Machine Learning From Scratch: Part 3

Arrays and representations

Published in

Towards Data Science

12 min readMar 6, 2018

Part 3 introduces arrays. This family of higher-order collections allows us to describe images and text documents in a format that can be processed by machine learning algorithms.

Along the way, we will discuss sentiment analysis, an important application of natural language processing that is used for market research and reputation management.

Arrays

Last time, we introduced the idea of higher-order collections: collections that are organized in collections.

Arrays are the most important family of higher-order collections in machine learning. They are used to represent images, text documents and many other types of data.
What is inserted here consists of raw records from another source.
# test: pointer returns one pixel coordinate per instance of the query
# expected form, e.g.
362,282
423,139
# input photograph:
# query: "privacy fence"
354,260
Arrays have three important properties. I will first enumerate them and then go into more detail:

Arrays are lists of one or more dimensions.
All lists on a particular level have the same format.
We will assume that all of the elements in an array are numbers.

Vectors, matrices and 3D arrays

A one-dimensional array is simply a list. An array of two dimensions is a list of lists. And a three-dimensional array is a list of lists of lists. We will not use any arrays with more than three dimensions in this article.
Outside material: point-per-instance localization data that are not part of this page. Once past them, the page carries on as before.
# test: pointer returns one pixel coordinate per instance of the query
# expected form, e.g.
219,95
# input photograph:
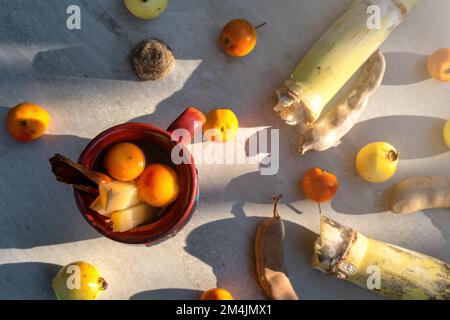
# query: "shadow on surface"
230,240
403,68
167,294
85,62
27,281
39,210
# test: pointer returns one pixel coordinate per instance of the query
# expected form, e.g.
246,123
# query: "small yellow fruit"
78,281
377,162
216,294
221,125
447,133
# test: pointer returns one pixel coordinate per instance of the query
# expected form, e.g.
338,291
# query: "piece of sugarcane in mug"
389,270
336,57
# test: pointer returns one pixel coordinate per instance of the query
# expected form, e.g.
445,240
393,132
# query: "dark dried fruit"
152,59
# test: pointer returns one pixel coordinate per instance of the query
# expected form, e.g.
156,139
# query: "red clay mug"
160,142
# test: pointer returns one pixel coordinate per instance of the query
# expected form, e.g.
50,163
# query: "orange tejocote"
238,38
27,122
439,65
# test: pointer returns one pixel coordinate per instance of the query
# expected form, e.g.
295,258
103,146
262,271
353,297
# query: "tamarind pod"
270,264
One-dimensional arrays are called vectors. Two-dimensional arrays are called matrices. We will not introduce a special term for three-dimensional arrays and simply refer to them as 3D arrays.

Same level, same format

In an array, all lists on a given level have the same format.
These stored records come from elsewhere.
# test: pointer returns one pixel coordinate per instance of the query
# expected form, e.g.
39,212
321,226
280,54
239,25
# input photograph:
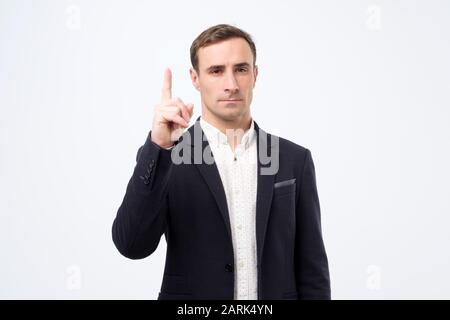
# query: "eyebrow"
221,66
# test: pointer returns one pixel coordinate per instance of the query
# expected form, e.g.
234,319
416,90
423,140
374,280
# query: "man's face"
226,79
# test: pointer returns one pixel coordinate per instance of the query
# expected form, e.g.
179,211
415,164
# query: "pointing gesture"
171,114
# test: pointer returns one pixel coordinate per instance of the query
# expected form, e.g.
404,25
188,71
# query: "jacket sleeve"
142,217
311,263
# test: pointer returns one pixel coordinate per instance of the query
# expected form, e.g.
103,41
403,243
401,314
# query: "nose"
231,83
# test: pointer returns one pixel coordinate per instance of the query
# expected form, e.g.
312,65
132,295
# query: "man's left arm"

Consider the following example: [ [ 1, 2 ], [ 3, 4 ], [ 5, 6 ] ]. This is a list of three lists. Each of the three inner lists has the same number of elements: 2. This collection, therefore, qualifies as an array.

In contrast, the collection [ [ 1, 2, 3], [ 4 ], [ 5, 6 ] ] does not qualify as an array, because the inner lists have different lengths: 3, 1 and 2, respectively.

Numbers only

The individual items in an array are known as its entries (the term I will use) or elements.

All entries are assumed to be numbers.

Image representation

We will first discuss how matrices are used to represent grayscale images. A later section will extend our discussion to color images. True to the name of the series, we will proceed one step at a time.

An image is a collection of pixels arranged on a grid.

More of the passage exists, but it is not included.